Western blots for Triton X-100-soluble and -insoluble fractions were performed as described previously (Kawedia et al., 2007). In brief, 10 μg of total protein was resolved using SDS-polyacrylamide gel electrophoresis, transferred onto nitrocellulose membrane. The membrane was probed with primary antibodies in 5% milk/Tris-buffered saline/Tween 20 overnight at 4°C. Secondary antibody conjugated to horseradish peroxidase enzyme (Vector Laboratories) was incubated in 5% milk/Tris-buffered saline/Tween 20 for 1 h. Immunoreactivity was detected by Super-Signal West Pico chemiluminescent reagents. Quantitation of the Western blots was done using ImageQuant software (GE Healthcare, Chalfont St. Giles, UK). β-Actin was used as loading control for total protein. For Triton X-100-insoluble fractions, where β-actin could not be used as a control, equal loading in individual lanes was confirmed by staining the membrane with Ponceau S after transfer to Immobilon (Millipore Corporation) membranes. Protein values are reported as a percentage of samples compared with control (100%).

Immunofluorescence Studies

Cell monolayers cultured for 9 to 11 days on permeable filter support were subjected to various treatments and fixed at room temperature for 30 min using 3.75% paraformaldehyde/PBS. Fixed cells were quenched using 0.1% sodium borohydride/PBS for 15 min at room temperature with moderate shaking, permeabilized with 0.1% Triton X-100/PBS for 4 min at room temperature. Permeabilized cells were blocked using 10% goat serum/PBS for 30 min at room temperature followed by incubation with primary antibodies in 10% goat serum/PBS for 30 min at room temperature followed by an incubation of secondary antibody. After secondary antibody incubation, cells were washed with PBS followed by two washes of 0.1% Triton X-100/PBS. Cells were postfixed for 5 min at room temperature using 3.75% paraformaldehyde/PBS solution.

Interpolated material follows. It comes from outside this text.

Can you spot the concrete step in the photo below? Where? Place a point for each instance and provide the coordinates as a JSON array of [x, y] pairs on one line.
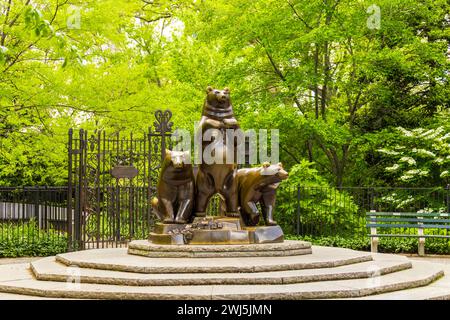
[[49, 270], [421, 274], [119, 260], [286, 248], [438, 290]]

Cells were mounted using Vectashield (Vector Laboratories) hard set mounting media. Images were obtained in x-y-axis using a 510 upright confocal microscope (Carl Zeiss Inc., Thornwood, NY) at 20× using proprietary software (Carl Zeiss Inc.).

Statistics

Data are presented as mean ± S.E.M. or S.D., and differences within groups were tested with Student’s t test and analysis of variance. p < 0.05 was considered statistically significant.

Results

Addition of Hg²⁺ Increases Paracellular Permeability

To investigate the effect of Hg²⁺ on tight junction barrier, we measured transepithelial electric resistance (TEER) and transport of paracellular markers mannitol and raffinose. In all experiments, a baseline was recorded for 60 min before mercury was added to the basolateral chamber. As shown in Fig. 1, A and C, 1 mM mercury rapidly alters the tight junction barrier. Within 15 min, TEER values decreased by 75% to ~120 Ω · cm² and gradually approached a steady-state value corresponding to 12.5% of the original cell monolayer resistance at the end of the experiment (n = 12). The cumulative flux of mannitol increased by 2-fold within 30 min and reached a 7-fold excess compared with control within 60 min (n = 12). This dramatic effect of mercury on mannitol flux was also demonstrated at a lower dose. As shown in Fig. 1A, 10 μM mercury enhanced cumulative mannitol flux by 3-fold at the end of the experiment, suggesting a dose-dependent effect of this heavy metal ion on paracellular permeability. Likewise, transepithelial transport of raffinose, a paracellular marker with a hydrodynamic radius of approximately twice the predicted size of mannitol, was dramatically increased in the presence of Hg²⁺ (Fig. 1B). Based on the apparent permeability coefficients calculated for these two uncharged, hydrophilic solutes (Fig. 1D), the pore size of the tight junction barrier before and after addition of mercury was estimated using the biophysical model established by Renkin (1954). The results from these predictions suggest that 1 mM mercury increases the average pore size at the tight junctions by 44% (58.0 ± 7.4 Å, n = 6 versus 83.6 ± 4.0 Å, n = 6; p = 0.0062).

Fig. 1.

Addition of Hg²⁺ increases tight junction permeability of SMG-C6 cell monolayers. Cells were treated with 10 μM and 1 mM mercuric chloride, 60 min after the start of the experiment. A, cumulative mannitol flux as measured at 15-min intervals. B, cumulative raffinose flux as measured at 15-min intervals. C, transepithelial electric resistance as measured at 15-min intervals. D, estimated pore radius of tight junction before and after Hg²⁺ treatment.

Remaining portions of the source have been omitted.